V(D)J recombination
Overview
V(D)J recombination is a unique mechanism of genetic recombination that occurs in developing lymphocytes during the early stages of T and B cell maturation. It results in the highly diverse repertoire of antibodies and T cell receptors found on B cells and T cells, respectively. The process is a defining feature of the adaptive immune system and its immense capacity to recognize antigens.
Mechanism of V(D)J Recombination
The mechanism of V(D)J recombination is complex and involves several steps. The process is initiated by the lymphocyte-specific RAG complex, which binds to specific recombination signal sequences (RSS) flanking the V, D, and J gene segments. The RAG complex introduces double-strand breaks (DSBs) at the border of the RSS and the coding gene segment. This is followed by the formation of a hairpin structure at the coding ends and blunt ends at the signal sequences.
The hairpin structure is then opened and processed by the Artemis:DNA-PKcs complex, an endonuclease that introduces nicks at the apex of the hairpin, leading to the formation of palindromic P nucleotides.
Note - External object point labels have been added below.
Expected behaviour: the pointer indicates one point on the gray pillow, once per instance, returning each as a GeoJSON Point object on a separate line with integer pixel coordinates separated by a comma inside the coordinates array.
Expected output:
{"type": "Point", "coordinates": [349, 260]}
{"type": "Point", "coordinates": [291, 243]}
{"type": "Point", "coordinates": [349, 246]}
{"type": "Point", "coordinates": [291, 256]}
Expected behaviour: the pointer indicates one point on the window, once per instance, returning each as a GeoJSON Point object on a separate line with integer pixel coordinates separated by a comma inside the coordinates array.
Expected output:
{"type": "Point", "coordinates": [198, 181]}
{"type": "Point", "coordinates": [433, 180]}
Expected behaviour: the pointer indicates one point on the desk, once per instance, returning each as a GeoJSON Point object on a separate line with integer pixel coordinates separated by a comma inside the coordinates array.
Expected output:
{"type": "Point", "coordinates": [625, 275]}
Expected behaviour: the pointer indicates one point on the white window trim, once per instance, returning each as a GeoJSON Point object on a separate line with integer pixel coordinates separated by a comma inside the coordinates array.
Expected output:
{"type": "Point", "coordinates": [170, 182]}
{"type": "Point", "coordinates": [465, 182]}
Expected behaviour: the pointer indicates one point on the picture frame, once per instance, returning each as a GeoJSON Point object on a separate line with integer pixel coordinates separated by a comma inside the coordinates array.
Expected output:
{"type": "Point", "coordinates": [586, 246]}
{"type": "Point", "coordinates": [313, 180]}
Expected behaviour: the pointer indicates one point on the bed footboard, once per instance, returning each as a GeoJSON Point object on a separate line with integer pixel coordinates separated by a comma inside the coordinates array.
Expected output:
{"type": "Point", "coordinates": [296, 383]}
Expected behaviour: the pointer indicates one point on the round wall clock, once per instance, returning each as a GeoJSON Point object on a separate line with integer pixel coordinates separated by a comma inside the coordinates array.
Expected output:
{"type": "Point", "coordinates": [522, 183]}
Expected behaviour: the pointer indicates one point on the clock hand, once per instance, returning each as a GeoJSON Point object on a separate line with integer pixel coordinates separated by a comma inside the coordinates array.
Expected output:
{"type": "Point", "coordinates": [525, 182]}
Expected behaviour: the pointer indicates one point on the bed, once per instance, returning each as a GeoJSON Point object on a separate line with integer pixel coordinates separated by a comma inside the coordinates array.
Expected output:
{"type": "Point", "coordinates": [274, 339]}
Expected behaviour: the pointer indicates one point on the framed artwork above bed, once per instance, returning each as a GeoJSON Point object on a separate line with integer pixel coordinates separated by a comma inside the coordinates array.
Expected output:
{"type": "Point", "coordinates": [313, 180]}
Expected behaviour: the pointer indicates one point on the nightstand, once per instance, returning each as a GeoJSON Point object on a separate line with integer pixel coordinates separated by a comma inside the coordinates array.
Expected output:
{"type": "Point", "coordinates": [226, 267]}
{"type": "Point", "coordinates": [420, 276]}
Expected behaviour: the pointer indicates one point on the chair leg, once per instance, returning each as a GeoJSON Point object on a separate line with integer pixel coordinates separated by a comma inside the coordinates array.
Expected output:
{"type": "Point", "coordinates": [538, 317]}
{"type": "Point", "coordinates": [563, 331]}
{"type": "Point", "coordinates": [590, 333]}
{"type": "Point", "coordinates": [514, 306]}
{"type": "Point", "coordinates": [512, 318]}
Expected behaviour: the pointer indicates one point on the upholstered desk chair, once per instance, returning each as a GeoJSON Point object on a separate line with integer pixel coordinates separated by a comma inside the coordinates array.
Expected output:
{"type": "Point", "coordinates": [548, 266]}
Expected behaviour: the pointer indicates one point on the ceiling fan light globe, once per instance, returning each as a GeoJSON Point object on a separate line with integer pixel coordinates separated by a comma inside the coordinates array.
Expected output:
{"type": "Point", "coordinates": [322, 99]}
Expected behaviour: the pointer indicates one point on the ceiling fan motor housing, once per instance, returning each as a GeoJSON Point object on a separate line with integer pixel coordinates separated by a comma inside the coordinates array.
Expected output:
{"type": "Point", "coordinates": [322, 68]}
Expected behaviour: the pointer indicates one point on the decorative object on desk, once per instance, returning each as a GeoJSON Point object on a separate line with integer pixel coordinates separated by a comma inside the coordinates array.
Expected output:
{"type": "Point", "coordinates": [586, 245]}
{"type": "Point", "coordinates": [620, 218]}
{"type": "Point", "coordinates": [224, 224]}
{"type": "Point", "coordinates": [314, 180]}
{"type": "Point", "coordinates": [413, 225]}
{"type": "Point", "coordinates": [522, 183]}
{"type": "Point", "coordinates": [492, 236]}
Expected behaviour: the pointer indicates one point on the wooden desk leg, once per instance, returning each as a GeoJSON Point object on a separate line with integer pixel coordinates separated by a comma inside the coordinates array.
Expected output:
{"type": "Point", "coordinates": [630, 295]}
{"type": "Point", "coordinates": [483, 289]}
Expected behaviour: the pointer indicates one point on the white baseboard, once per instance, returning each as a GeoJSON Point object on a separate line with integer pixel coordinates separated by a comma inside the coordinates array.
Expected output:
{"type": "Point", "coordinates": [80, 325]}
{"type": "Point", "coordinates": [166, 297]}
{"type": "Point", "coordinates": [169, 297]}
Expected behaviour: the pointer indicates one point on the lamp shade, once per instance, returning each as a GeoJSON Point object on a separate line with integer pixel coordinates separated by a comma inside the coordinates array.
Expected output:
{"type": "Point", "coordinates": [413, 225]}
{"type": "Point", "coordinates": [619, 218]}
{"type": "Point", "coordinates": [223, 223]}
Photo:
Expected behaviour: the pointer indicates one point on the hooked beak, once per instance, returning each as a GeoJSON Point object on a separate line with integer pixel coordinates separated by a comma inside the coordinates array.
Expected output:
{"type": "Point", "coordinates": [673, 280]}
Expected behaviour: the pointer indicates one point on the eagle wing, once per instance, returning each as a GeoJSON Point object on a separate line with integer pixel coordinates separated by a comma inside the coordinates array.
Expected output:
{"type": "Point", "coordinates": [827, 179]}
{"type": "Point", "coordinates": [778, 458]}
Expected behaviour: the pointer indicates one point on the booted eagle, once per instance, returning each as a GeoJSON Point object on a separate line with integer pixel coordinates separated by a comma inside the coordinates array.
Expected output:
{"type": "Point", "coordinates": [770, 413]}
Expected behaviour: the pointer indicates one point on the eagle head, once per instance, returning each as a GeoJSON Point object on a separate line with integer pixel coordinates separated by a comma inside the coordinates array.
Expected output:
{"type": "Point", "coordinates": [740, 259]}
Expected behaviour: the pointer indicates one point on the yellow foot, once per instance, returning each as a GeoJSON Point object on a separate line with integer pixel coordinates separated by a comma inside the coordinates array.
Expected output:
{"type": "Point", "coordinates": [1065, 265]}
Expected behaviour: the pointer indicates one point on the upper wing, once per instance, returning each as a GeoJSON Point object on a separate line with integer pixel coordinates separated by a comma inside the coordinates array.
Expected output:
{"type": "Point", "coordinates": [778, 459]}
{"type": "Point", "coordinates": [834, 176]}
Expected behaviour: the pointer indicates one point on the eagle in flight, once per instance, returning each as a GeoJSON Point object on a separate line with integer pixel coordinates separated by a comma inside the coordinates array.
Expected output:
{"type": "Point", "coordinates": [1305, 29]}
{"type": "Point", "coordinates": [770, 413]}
The coding ends are further processed by the addition of non-templated N nucleotides by terminal deoxynucleotidyl transferase (TdT).
The processed coding ends are then ligated by the non-homologous end joining (NHEJ) pathway to form a coding joint, while the signal ends are ligated to form a signal joint. The resulting recombination event leads to the expression of a unique antigen receptor, contributing to the diversity of the immune response.
Role in Immune Diversity
The V(D)J recombination process plays a crucial role in the generation of immune diversity. It allows for the combination of different V, D, and J gene segments, leading to a vast array of possible antigen receptor sequences. This diversity is further increased by the addition of P and N nucleotides during the joining process.
The process of V(D)J recombination is tightly regulated to ensure the generation of functional and diverse antigen receptor repertoires. Aberrations in this process can lead to immunodeficiency, autoimmunity, or lymphoid malignancies.
Clinical Significance
Defects in the V(D)J recombination process can lead to several immune disorders. For example, mutations in the RAG genes can result in severe combined immunodeficiency (SCID), a condition characterized by a lack of functional T and B cells. Similarly, defects in the NHEJ pathway can lead to immunodeficiency syndromes.
On the other hand, aberrant V(D)J recombination can lead to the generation of oncogenic translocations and the development of lymphoid malignancies. For example, the chromosomal translocation t(14;18) in follicular lymphoma results from an aberrant V(D)J recombination event.